Reading Gardens of the Moon… To me it was like picking up book four in a twelve book series and trying to keep up. A whole bunch of really important stuff has already happened and the characters all know each other and have complicated histories. And it’s not a book four written by one of those authors who recaps every little thing, no it assumes that you just finished reading the first three books or at the very least you looked up some recaps on the wikipedia, so you know what’s going on.

Except, you know, there are no previous three books. Gardens of the Moon is book one, and if ever the proverb sink or swim was appropriate it's here. You just have to go with it, keep reading even though you have no idea what’s going on and trust that it will become clear.
And the best part it that, slowly, it does. Or at least it starts to. And trust me, it’s worth it.

Gardens of the Moon revolves around the efforts of the Malazan Empire to add another continent to its growing list of conquered lands. The scope of this thing is breathtaking. The book pretty much opens with a battle so epic it feels like it should be the climax of the whole series, not just the opener. And things barely slow down after that.

How many of you have seen the Final Fantasy VII movie, Advent Children? My fiancĂ© is a fan of it, and I remember watching the special features once and the director said something along the lines of ‘every time we considered adding something, we asked our selves; does it look cool?’ Which shows in the film, because everything looks really cool. But underneath the coolness is, well, not much of anything.

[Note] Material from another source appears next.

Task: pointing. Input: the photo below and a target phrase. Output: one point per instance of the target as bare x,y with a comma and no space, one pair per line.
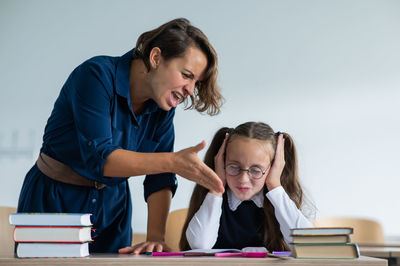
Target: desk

Erikson may well have written this book with the same question in mind. Everything in the book is just really, really cool. The immortal Anomander Rake and his terrifying sword of doom? Cool. The magical warrens that mages tap for their powers? Cool. Elite military unit the Bridgeburners? Oh my god, so freaking cool. Except unlike with Advent Children, it’s not all show. This book has more depth than the ocean, and it’s twice as difficult to reach the bottom of.

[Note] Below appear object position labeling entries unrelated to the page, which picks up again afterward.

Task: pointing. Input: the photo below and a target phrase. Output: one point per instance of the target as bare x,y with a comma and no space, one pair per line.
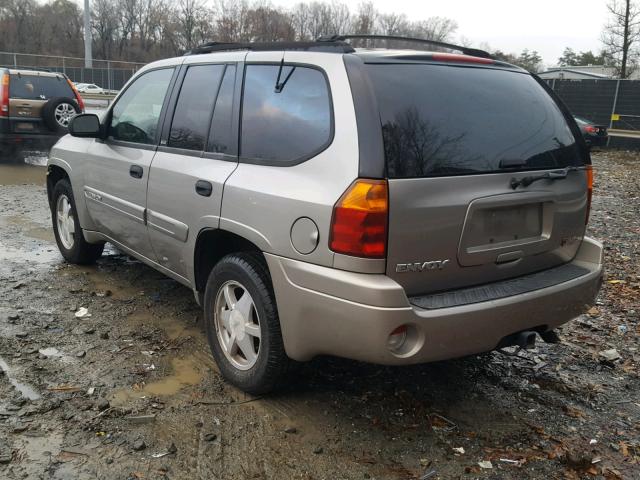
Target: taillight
77,94
589,170
4,96
359,223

Not that everything is all serious and thought consuming. There are moments of genuine humour scattered liberally about. I was actually really surprised with how funny the book was. Erikson has a good eye for when to break the darker moments with something lighter, which I as a reader appreciated.

At the end of the day you’ll only get out of Gardens of the Moon what you put in. It’s a love it or hate it kind of deal, I think. Personally, I can’t wait to read the other nine books in the series, and to see if things get any clearer or just a whole lot more complicated!